Sunday, May 15, 2011

Garden Bloggers' Bloom Day - May 2011

Here's what's blooming in my garden this GBBD. Except for a gullywasher on May 12, spring in Central Texas has been as dry as a longhorn skull in the middle of the desert, but oddly, temperatures have been cooler than normal. These plants seem to like it cool and dry.

In the backyard garden:

This is the first year I've had a decent number of sweet peas (Lathyrus odoratus). The fragrance is intoxicating. These are "Wedding Blush" from Botanical Interests, in pastel shades of pink, yellow and purple, and the blooms have been very long-lasting. They're starting to go to seed.
Sweet pea "Wedding Blush"

Sweet pea 'Wedding Blush'

Sweet pea 'Wedding Blush'

Sweet pea 'Wedding Blush'

I decided to plant brightly colored single-petaled portulaca in the cinder block-edged bed around the round ball squash plants. Both are blooming.
8 Ball squash, portulaca

The red yucca (Hesperaloe parviflora) is still blooming and starting to form seed pods.
Red yucca

The purple blossoms of Mexican oregano (Poliomintha longiflora) brighten the herb garden.
Mexican oregano

In the garden in front of the house:

Gregg's mistflower (Conoclinium greggii) is blooming near the Whale's Tongue agave (A. ovatifolia). Yes, I've gone back to referring to this agave as a Whale's Tongue. I had my doubts when it offset a pup shortly after I planted it.
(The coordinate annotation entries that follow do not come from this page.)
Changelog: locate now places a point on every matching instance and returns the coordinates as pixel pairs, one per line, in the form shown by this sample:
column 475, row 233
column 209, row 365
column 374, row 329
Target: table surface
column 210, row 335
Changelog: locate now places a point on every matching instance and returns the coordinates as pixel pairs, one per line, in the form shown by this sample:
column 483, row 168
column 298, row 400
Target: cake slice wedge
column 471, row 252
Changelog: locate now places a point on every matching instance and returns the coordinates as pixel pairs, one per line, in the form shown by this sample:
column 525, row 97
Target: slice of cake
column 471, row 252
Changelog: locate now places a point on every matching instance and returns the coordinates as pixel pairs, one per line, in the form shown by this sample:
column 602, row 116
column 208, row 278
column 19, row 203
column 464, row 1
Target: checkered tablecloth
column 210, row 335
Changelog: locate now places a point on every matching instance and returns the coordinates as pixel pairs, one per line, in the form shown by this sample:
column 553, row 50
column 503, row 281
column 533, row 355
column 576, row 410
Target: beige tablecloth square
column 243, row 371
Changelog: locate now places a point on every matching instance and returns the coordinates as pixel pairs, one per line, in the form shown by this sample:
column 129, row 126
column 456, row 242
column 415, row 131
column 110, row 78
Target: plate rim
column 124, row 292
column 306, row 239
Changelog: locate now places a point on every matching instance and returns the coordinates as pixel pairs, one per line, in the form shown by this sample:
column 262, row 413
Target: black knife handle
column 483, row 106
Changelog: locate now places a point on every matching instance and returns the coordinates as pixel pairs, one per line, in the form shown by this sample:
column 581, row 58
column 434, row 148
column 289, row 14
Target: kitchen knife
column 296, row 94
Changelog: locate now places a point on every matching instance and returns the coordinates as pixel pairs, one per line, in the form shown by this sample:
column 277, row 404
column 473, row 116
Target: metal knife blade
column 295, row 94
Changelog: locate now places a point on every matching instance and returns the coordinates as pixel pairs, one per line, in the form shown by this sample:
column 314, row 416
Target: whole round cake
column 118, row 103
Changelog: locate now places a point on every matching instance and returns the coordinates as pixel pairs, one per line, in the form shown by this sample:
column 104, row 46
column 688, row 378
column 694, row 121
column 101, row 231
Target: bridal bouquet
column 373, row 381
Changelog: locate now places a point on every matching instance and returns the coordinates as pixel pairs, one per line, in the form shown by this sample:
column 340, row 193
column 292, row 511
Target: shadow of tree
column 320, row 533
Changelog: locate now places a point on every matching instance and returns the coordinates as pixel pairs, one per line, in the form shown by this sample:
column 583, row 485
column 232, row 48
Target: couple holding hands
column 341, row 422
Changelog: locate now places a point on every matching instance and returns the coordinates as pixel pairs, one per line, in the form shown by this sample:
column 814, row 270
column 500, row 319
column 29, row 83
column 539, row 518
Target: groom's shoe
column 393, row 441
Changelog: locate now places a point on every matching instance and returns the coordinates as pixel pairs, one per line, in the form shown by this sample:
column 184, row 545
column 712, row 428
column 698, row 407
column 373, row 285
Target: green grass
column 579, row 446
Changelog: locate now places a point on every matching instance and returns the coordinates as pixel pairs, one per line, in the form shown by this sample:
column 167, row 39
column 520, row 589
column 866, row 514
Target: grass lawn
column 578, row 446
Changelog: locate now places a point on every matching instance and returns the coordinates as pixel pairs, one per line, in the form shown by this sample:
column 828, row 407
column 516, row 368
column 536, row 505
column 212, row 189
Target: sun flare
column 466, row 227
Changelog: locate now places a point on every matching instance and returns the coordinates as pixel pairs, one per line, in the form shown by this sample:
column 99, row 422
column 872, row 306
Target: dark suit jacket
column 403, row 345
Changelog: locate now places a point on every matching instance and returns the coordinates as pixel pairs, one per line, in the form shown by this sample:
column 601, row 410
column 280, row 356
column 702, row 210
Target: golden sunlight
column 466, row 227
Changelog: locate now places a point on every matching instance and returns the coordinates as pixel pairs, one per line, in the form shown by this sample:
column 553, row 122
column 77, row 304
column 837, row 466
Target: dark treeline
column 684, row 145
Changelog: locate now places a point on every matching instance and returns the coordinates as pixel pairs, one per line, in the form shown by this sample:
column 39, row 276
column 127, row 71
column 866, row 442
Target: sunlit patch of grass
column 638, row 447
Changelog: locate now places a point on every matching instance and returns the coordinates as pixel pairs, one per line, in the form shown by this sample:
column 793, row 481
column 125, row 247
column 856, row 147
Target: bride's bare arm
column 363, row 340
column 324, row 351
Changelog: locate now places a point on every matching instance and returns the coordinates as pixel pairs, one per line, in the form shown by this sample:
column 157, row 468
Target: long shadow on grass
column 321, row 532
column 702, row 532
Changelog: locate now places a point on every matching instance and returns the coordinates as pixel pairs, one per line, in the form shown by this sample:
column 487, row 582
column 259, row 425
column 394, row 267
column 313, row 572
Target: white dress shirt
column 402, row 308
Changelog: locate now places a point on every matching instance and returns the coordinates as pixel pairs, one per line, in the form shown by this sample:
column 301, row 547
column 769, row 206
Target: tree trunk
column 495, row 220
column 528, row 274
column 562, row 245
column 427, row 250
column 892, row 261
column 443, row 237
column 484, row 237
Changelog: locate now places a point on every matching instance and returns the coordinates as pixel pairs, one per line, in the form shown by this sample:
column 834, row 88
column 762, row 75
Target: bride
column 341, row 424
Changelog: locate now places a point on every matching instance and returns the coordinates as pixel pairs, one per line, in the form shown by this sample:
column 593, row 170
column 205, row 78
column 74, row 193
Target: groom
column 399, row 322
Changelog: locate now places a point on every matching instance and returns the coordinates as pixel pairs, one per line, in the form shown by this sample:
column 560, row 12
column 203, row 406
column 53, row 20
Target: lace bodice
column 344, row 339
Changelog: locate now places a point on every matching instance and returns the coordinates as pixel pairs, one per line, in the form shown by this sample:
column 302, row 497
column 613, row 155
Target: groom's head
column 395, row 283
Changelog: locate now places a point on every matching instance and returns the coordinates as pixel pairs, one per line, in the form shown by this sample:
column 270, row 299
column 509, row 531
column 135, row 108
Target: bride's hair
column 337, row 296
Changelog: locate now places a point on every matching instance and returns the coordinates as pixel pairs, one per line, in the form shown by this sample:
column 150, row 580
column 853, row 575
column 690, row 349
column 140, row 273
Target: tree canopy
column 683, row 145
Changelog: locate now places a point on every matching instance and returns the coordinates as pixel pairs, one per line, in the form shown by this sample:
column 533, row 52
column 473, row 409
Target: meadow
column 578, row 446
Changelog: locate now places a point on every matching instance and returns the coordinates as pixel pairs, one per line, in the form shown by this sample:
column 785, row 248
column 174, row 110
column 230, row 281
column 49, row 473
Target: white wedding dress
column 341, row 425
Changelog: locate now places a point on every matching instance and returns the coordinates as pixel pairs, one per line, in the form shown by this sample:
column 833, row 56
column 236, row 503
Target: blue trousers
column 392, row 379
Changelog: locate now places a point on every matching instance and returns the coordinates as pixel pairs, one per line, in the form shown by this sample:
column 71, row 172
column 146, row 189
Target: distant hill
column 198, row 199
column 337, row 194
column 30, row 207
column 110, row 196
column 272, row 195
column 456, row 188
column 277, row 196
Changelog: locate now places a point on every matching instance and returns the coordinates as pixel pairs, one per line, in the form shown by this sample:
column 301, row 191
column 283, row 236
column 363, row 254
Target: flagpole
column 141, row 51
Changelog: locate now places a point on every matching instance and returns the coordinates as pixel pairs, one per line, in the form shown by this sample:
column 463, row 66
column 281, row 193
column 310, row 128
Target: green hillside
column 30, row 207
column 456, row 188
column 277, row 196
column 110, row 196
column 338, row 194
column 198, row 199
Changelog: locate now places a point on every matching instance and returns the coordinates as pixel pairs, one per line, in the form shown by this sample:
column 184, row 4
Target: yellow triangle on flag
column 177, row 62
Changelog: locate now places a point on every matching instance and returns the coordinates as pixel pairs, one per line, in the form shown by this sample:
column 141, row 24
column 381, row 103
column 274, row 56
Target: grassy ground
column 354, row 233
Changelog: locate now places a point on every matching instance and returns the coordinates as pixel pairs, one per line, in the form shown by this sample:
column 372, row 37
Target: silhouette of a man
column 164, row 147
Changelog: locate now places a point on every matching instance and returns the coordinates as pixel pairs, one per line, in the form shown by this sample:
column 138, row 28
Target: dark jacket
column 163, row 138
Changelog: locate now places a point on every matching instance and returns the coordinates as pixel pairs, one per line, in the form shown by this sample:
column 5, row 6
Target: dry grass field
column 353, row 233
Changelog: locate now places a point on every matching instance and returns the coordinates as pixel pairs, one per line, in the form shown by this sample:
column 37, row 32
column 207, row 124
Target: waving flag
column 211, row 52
But today I read on the Yucca Do website that A. ovatifolia offsets "rarely or not at all." I'm thinking one pup in two years qualifies as "rarely", and the older this agave gets, the more it looks like A. ovatifolia.
Gregg's mistflower, Whale's Tongue agave

White autumn sage (S. greggii), mealy blue sage (S. farinacea) and esperanza (Tecoma stans) make a colorful trio. The few larkspur that flowered are going to seed.
White 'Autumn Sage', 'Mealy Blue Sage', esperanza

A close-up of 'Mealy Blue Sage':
Salvia 'Mealy Blue Sage'

Another colorful trio: 'Indigo Spires' salvia (S. farinacea x longispicata 'Indigo Spires'), four-nerve daisies (Tetraneuris scaposa) and rock rose (Pavonia lasiopetala).
'Indigo Spires' salvia, four-nerve daisy, rock rose

Pink gaura (Gaura lindheimeri), a passalong plant from Annie at The Transplantable Rose.
Pink gaura

Thanks to Carol at May Dreams Gardens for hosting Garden Bloggers' Bloom Day. Visit her site to see flowers bloomin' their heads off, all over the globe.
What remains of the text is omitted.